Threads of Execution

Creating new threads is easy:

Thread.new { "Did it!" }

But multi-threaded programming is not as simple as just spawning more threads. There are lots of questions to be answered, such as:

  • Where/when should threads be spawned?
  • How many threads?
  • What about thread safety?

Threads are a powerful concept, and like anything powerful, they also allow you to shoot yourself in the foot if you don’t know what you’re doing. Here I’ll give you an overview of exactly what threads offer you.

Shared address space

The most important concept to grasp is that threads have a shared address space. This is a fancy way of saying that multiple threads will share all of the same references in memory (ie. variables), as well as the AST (ie. the compiled source code).

This simple fact is what makes threads so powerful, and also what makes them difficult to work with. I’ve already given you an idea of why threads are good; here’s a simple program to illustrate their difficulty.

require 'thread'

class FileUploader
  def initialize(files)
    @files = files
  end

  def upload
    threads = []

    @files.each do |(filename, file_data)|
      threads << Thread.new {
        status = upload_to_s3(filename, file_data)
        results << status
      }
    end

    threads.each(&:join)
  end

  def results
    @results ||= Queue.new
  end

  def upload_to_s3(filename, file)
    # omitted
  end
end

uploader = FileUploader.new('boots.png' => '*pretend png data*', 'shirts.png' => '*pretend png data*')
uploader.upload

puts uploader.results.size

If you run your eye down this example program, it looks pretty innocent. The obvious thing that sticks out is that the #upload method spawns one thread for each file that it uploads to S3. Since a call to Thread.new returns immediately, both of those threads will be working concurrently.

The #upload method ends by calling #join on each of the threads, which will block until the thread finishes execution.
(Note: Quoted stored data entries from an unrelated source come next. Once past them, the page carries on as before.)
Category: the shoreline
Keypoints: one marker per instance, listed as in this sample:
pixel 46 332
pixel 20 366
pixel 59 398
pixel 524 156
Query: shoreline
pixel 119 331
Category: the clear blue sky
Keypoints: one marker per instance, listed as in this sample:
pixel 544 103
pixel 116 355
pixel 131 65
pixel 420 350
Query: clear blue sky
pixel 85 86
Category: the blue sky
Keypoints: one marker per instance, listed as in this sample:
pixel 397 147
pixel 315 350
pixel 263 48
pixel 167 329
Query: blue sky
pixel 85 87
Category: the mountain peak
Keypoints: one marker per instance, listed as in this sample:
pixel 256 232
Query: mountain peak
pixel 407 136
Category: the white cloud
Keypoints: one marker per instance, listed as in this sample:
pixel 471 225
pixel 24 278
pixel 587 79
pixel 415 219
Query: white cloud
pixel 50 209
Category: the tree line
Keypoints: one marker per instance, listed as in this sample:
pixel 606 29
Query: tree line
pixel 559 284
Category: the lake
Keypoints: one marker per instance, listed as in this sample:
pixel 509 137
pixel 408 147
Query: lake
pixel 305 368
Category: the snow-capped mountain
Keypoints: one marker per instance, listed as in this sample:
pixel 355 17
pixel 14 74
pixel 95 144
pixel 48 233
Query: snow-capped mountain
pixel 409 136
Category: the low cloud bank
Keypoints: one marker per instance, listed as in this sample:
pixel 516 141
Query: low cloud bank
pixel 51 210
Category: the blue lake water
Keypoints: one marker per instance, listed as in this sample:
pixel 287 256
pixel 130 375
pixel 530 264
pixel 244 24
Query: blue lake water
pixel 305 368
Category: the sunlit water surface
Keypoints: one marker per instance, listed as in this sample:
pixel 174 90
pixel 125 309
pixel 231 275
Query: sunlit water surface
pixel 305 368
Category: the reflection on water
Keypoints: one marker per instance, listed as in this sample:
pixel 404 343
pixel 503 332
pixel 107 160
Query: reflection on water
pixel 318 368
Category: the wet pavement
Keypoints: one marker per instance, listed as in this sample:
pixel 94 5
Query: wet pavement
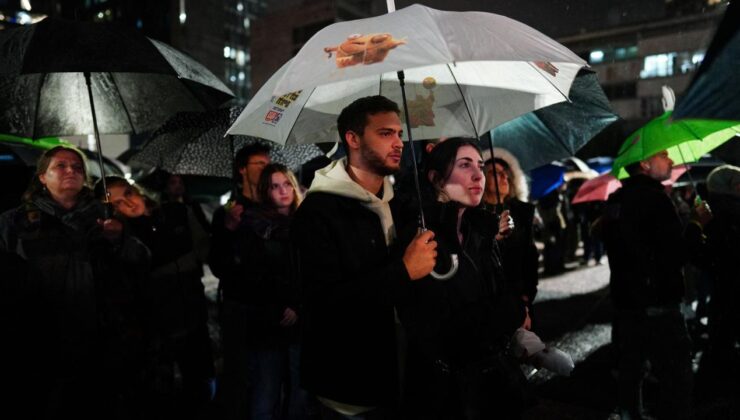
pixel 573 313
Unfortunately, this code is not thread-safe. It’s quite possible that one of the statuses in the @results array will be lost. I intentionally omitted the S3 upload implementation details to let you know that the thread-safety issue does not come from there. The problem is actually with the #results method.

This might not seem possible; we’re just using regular Ruby code here with a conditional assignment! But this operator can absolutely cause problems in a multi-threaded context. This chapter will help you understand why that’s so.

I’ll let this example sit with you for a minute, but I’ll come back and explain why this happens before you finish this chapter.

Many threads of execution

We’re used to looking at source code and seeing a sequential set of instructions. First, this method calls that one, then if this value is true, it executes this block of code, then… you get the idea. It’s natural for you to think about your code this way. This is typically the way that we write it.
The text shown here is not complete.